Reading “The Boundary” with Rebecca Walkowitz
What boundaries should we consider when we read a work of literature? How can thinking about the boundaries of literature – such as the cover, the title, the chapter heading, the author’s name, or the footnotes – help us think about the boundaries of language, nation, empathy, and community?

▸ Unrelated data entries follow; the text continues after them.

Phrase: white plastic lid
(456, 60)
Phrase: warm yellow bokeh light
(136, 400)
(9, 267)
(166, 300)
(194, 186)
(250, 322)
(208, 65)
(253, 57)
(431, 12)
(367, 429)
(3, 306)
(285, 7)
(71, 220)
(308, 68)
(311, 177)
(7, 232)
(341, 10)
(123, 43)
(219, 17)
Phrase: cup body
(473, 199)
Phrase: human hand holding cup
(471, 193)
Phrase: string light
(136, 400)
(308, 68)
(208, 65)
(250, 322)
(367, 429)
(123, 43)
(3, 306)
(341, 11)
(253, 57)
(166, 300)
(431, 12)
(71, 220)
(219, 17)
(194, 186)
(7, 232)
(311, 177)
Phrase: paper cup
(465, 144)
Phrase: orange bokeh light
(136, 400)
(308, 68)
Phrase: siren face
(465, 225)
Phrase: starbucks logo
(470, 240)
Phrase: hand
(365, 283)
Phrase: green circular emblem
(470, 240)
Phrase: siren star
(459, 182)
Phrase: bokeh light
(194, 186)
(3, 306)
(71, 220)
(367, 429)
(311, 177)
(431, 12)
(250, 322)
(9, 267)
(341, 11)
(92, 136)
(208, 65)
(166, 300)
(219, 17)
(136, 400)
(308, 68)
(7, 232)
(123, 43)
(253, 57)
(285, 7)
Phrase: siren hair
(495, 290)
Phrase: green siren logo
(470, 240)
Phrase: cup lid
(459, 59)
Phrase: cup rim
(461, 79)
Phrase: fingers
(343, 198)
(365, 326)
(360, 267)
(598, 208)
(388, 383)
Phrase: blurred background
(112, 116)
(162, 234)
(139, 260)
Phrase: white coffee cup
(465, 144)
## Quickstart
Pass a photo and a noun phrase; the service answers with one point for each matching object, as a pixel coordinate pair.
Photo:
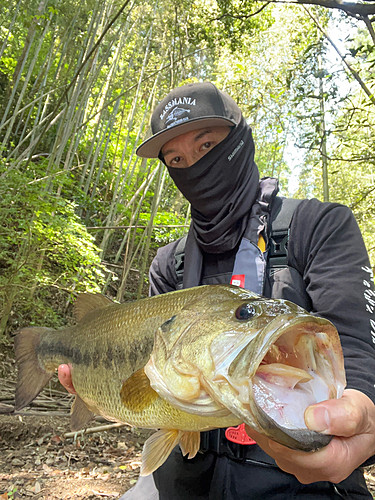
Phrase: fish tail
(32, 377)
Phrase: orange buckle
(238, 435)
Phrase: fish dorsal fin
(136, 392)
(157, 449)
(80, 415)
(189, 443)
(88, 302)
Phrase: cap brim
(151, 148)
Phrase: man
(200, 134)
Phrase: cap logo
(176, 102)
(175, 113)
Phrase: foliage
(43, 244)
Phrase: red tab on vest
(238, 435)
(238, 280)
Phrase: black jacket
(328, 274)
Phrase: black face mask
(221, 187)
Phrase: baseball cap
(186, 108)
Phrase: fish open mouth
(300, 369)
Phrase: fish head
(263, 360)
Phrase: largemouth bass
(215, 356)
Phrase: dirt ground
(36, 460)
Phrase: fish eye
(245, 312)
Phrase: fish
(188, 361)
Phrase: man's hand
(351, 419)
(65, 378)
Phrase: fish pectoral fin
(31, 376)
(157, 449)
(136, 392)
(88, 302)
(80, 415)
(190, 443)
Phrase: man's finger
(345, 417)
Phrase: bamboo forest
(80, 211)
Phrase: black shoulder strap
(179, 258)
(281, 215)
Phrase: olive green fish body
(187, 361)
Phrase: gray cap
(186, 108)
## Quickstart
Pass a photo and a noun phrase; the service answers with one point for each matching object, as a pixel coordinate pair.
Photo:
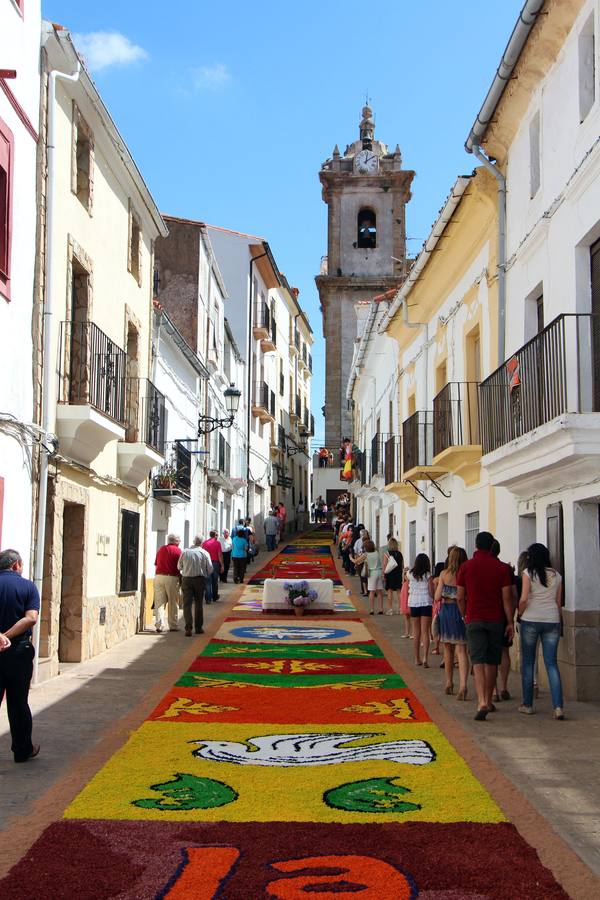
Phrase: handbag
(390, 565)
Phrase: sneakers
(36, 749)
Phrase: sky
(229, 109)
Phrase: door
(595, 285)
(555, 539)
(130, 537)
(70, 636)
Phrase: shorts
(485, 640)
(418, 611)
(375, 583)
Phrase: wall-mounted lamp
(207, 424)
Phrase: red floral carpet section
(180, 861)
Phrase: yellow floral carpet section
(442, 789)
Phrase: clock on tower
(366, 191)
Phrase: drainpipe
(38, 572)
(480, 155)
(249, 380)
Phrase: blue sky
(230, 108)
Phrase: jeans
(193, 595)
(16, 669)
(549, 634)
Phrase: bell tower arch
(366, 191)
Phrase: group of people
(469, 607)
(196, 572)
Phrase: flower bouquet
(299, 595)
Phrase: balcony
(392, 471)
(263, 405)
(294, 342)
(540, 411)
(456, 433)
(261, 321)
(172, 482)
(417, 448)
(143, 447)
(295, 409)
(91, 400)
(219, 465)
(269, 343)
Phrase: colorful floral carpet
(289, 762)
(308, 558)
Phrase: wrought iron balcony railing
(417, 440)
(392, 466)
(92, 369)
(456, 416)
(556, 372)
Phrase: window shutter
(6, 146)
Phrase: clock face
(367, 162)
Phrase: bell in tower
(366, 191)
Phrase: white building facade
(19, 138)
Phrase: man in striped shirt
(195, 567)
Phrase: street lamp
(207, 424)
(299, 448)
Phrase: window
(587, 68)
(412, 543)
(82, 167)
(134, 253)
(534, 155)
(6, 161)
(471, 532)
(367, 229)
(130, 537)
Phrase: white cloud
(102, 49)
(211, 78)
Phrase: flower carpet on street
(290, 761)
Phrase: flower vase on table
(299, 595)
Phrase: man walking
(215, 551)
(195, 567)
(271, 530)
(19, 609)
(484, 588)
(166, 584)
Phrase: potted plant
(299, 595)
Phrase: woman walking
(372, 561)
(239, 555)
(420, 605)
(393, 579)
(452, 630)
(540, 609)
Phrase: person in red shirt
(484, 596)
(215, 551)
(166, 584)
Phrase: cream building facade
(497, 338)
(274, 339)
(93, 322)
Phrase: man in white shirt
(195, 566)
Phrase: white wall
(20, 50)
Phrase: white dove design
(317, 749)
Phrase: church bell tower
(366, 191)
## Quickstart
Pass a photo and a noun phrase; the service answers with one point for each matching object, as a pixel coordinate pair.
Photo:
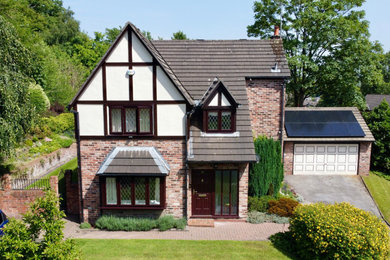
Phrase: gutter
(77, 135)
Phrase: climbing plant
(266, 175)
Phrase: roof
(356, 113)
(127, 28)
(197, 62)
(374, 100)
(137, 161)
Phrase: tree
(44, 219)
(179, 35)
(378, 120)
(326, 44)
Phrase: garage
(326, 141)
(324, 159)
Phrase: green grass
(71, 165)
(380, 190)
(176, 249)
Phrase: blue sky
(212, 19)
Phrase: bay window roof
(134, 161)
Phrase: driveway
(331, 189)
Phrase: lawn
(380, 190)
(177, 249)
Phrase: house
(374, 100)
(166, 127)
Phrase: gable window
(131, 120)
(133, 192)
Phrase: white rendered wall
(121, 51)
(91, 119)
(171, 120)
(94, 89)
(224, 101)
(143, 83)
(165, 88)
(117, 83)
(139, 52)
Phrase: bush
(338, 231)
(114, 223)
(259, 204)
(283, 207)
(266, 176)
(256, 217)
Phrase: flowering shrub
(338, 231)
(283, 207)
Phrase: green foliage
(327, 47)
(378, 120)
(179, 35)
(255, 217)
(38, 98)
(283, 207)
(44, 219)
(85, 225)
(259, 204)
(266, 176)
(338, 231)
(114, 223)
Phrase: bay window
(133, 192)
(131, 120)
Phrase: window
(130, 120)
(133, 192)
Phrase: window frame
(123, 120)
(118, 205)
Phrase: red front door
(202, 193)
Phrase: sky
(201, 19)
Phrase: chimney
(276, 33)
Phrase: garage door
(326, 159)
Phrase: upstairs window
(131, 120)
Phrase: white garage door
(312, 159)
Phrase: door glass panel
(116, 122)
(111, 191)
(140, 194)
(154, 191)
(131, 120)
(234, 190)
(226, 193)
(125, 191)
(144, 120)
(218, 177)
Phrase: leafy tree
(326, 44)
(266, 175)
(378, 120)
(179, 35)
(44, 219)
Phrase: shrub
(259, 204)
(85, 225)
(255, 217)
(338, 231)
(266, 176)
(283, 207)
(114, 223)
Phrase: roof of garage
(333, 135)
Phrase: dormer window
(219, 110)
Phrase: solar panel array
(322, 124)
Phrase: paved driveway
(331, 189)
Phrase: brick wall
(264, 97)
(93, 153)
(364, 158)
(288, 150)
(14, 203)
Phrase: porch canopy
(134, 161)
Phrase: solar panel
(322, 124)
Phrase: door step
(201, 222)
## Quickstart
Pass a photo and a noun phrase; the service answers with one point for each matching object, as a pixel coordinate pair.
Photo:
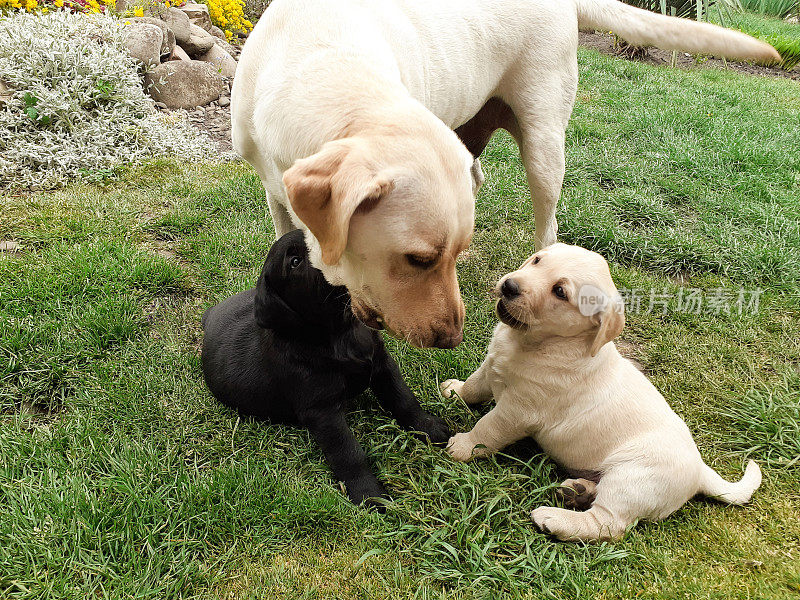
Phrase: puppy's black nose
(510, 288)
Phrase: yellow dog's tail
(738, 492)
(645, 28)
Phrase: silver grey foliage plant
(72, 103)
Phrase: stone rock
(169, 36)
(199, 42)
(179, 54)
(218, 33)
(179, 23)
(198, 14)
(225, 46)
(220, 59)
(184, 84)
(143, 42)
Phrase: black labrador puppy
(291, 351)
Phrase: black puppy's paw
(366, 490)
(434, 427)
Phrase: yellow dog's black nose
(510, 288)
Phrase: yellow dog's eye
(421, 262)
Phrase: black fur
(291, 351)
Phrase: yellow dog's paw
(450, 386)
(460, 447)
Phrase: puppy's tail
(732, 493)
(645, 28)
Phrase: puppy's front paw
(434, 427)
(546, 519)
(450, 386)
(461, 447)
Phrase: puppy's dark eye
(421, 262)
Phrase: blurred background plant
(229, 16)
(253, 9)
(71, 102)
(149, 8)
(744, 15)
(783, 9)
(45, 6)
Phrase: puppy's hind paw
(578, 494)
(450, 386)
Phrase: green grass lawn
(121, 477)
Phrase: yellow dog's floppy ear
(326, 188)
(610, 322)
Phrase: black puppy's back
(236, 368)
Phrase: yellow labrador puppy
(557, 376)
(347, 109)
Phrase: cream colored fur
(388, 80)
(556, 375)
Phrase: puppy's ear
(477, 176)
(326, 188)
(610, 323)
(270, 310)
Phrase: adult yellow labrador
(347, 109)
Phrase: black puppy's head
(293, 296)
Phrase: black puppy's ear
(270, 311)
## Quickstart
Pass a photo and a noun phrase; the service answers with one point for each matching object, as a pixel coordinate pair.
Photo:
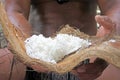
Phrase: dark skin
(76, 13)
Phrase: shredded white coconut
(53, 49)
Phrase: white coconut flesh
(53, 49)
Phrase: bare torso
(78, 13)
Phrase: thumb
(106, 25)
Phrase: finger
(101, 63)
(105, 21)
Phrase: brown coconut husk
(100, 48)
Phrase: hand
(106, 25)
(90, 71)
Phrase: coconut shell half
(101, 48)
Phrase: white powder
(53, 49)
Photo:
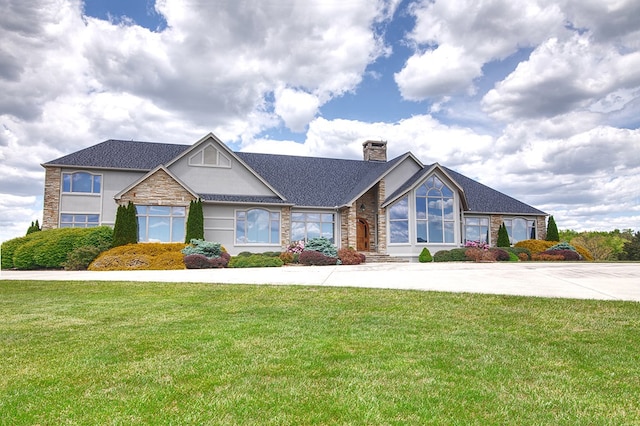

To answer these questions, we’ll read together Jhumpa Lahiri’s short story, “The Boundary,” which was published in The New Yorker in 2018. Lahiri is both the author and the translator of the work, which she wrote originally in Italian and subsequently rendered into English for the U.S. publication. “The Boundary” tells a story about observers and storytellers, including a writer who, with her family, has traveled to the countryside for vacation and a young caretaker who serves them. The visiting family are at ease and also strangers; the caretakers are at home and also foreigners. Existing at the crossroads between Italian and English, original and translation, “The Boundary” is a story about exclusion, violence, and ultimately about language. When we gather together, we’ll consider who narrates and who speaks.
Please come prepared to share one “boundary” you’ve noticed in the story. Dessert and tea will be served. RSVP here.
Speaker and Author Bios
Rebecca L. Walkowitz is Provost and Dean of the Faculty, as well as Claire Tow Professor of English, at Barnard College of Columbia University. An expert on 20th- and 21st-century literature, she has authored or edited 10 books, produced hundreds of essays and articles, and delivered more than 80 keynote and distinguished lectures in the fields of modernism, contemporary fiction, and world literature in Asia, Europe, Australia, and North America. Her research and teaching, which spans more than two decades, explores how writers and other artists create novels, poems, essays, films, and digital compositions that are intended for global audiences. Additionally, her scholarship considers how multilingual artworks help us understand local communities, including those at colleges and universities. Provost Walkowitz’s next book, which is forthcoming from Columbia University Press, is titled The New Multilingualism: Knowing and Not Knowing Languages in Literature, Culture, and the Classroom. She earned her undergraduate degree at Harvard-Radcliffe College (the women’s college that was fully incorporated into Harvard University in 1999) and completed her graduate education at the University of Sussex and Harvard. As an undergraduate, she served as the 118th president of The Harvard Crimson, the nation’s oldest continuously published daily college newspaper.
Jhumpa Lahiri is a bilingual writer, translator, and literary critic born in London and raised in the United States. She is Millicent C. McIntosh Professor of English, Director of the Creative Writing Program, and Affiliate Faculty in the Comparative Literature and Translation Studies and Italian Programs at Barnard College. In English, she is the author of two short-story collections (Interpreter of Maladies; Unaccustomed Earth) and two novels (The Namesake; The Lowland) all of which explore the experiences of Bengali immigrants in the United States. In Italian, she has written two works of non-fiction: In altre parole (translated into English by Ann Goldstein as In Other Words, and Il vestito dei libri (translated as The Clothing of Books by Alberto Vourvoulias-Bush. In Italian, she as also published the novel Dove mi trovo (self-translated as Whereabouts), and a volume of poetry entitled Il quaderno di Nerina (forthcoming in English as Nerina’s notebook). She has translated three novels by the Italian writer Domenico Starnone, and is the editor of The Penguin Book of Italian Short Stories. A contributor for over twenty-five years to The New Yorker magazine, she has published critical essays on authors including Ovid, Dante, Primo Levi, Alessandro Manzoni, and James Joyce. The subject of her doctoral dissertation was an analysis of the Italian palazzo as setting and metaphor in English Jacobean drama.